HA: [Laughs] Yes, that's always a good start. We had two months of training, physically, before we started shooting. That was with an ex-Marine who took me through circuit training and integral training and got me physically very fit, strong. Along side of that I was doing shooting practice, not only so I had good aim but so I could be comfortable with a gun, handling it.
And once the pistol shooting went well, Joe [Johnston, director], who always has a twinkle in his eye and always wants to come with something to try, comes up and says, 'how do you feel about using a machine gun?' And I jumped at the chance. 'Yes, I've been promoted! I'm so happy!' So then the machine gun came out and it was thrilling, so exciting. So it was just a matter of how much I felt capable of doing and having fun with it.
Is it always 100% safe on these big action movies? Do stunts ever go haywire?
HA: Oh yeah. They go wrong in the sense that I got winded. Repetition. There's a scene where Steve pushes Peggy Carter out of the way in the street, while she's shooting. They both go flying through the air and land on the floor. We did it so many times it was hard to breathe. And at one point I stood too close to Kruger's gun and the blank shell kind of flew out and hit the side of my head. Quite painful. A few bruises.
But it's safer than real life because you're surrounded by stunt people. Unfortunately up here in Scotland, where you could for a hike but you can also fall down and break your leg because of the rocky terrain. Unfortunately, here I don't have a team of experts who are watching every move I make.
You're getting there.
HA: Oh yes, I have my entourage.
Can you talk a little about working with Chris Evans. It sounds like everyone was pretty buddy buddy, but how did you two develop a rapport?

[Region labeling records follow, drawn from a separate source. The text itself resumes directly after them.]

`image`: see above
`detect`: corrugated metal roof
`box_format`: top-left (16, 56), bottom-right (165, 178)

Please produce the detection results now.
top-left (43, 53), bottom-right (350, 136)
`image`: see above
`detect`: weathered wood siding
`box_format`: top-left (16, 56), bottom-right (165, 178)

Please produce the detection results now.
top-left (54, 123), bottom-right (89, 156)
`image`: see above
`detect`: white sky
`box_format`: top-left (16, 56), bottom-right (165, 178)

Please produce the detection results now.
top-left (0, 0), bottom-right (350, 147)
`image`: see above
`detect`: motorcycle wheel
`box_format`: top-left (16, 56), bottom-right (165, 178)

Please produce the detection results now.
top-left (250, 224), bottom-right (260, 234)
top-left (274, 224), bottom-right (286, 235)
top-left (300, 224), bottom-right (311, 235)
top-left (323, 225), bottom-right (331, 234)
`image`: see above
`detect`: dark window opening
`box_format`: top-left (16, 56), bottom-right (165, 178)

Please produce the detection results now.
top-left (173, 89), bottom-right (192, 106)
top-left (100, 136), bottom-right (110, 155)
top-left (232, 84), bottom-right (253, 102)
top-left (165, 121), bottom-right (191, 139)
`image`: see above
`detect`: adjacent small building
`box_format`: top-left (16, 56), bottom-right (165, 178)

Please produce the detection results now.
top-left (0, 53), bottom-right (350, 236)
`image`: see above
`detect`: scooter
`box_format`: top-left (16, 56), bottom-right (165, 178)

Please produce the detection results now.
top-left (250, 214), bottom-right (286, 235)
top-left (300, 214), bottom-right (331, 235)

HA: Part of the job is bringing yourself to the role, but you have a responsibility to have a rapport with the people you're working with, to give yourself a good time. I do my best work when I feel comfortable with the people I'm working with, and Chris is a professional. Part of that professionalism is making people feel relaxed, and it's through socializing and having fun. We'd have dinner, he had another movie coming out and he took us all to the premiere. With Chris, he's in a position to give 100% and he makes the most of the people he's working with. It was good for me, because this was the first time I was coming in to the Hollywood studio system and it was nice to work with someone who had a lot of experience.
Is that big Hollywood scene a place where you want to continue to work? Are you looking at other big budget projects?
HA: Absolutely. I had such an amazing time and it was a privilege to be part of the Paramount and Marvel families. It was so positive and it changed my life a little bit. I always do go back to theater because, as an actor, it's where I can go back and learn more about my craft. So if I can do both it would be a real dream come true. I'm hoping in the next six months or so to become attached to something else.
Do you have any projects in the works right now?
HA: Yes, I just finished play in London and I'm doing a thing called The Sweeney, which his a gangster film set in London. And there are a few projects I'm in negotiations for which I haven't officially put my name to, so I'll be able to talk more when they come in to fruition.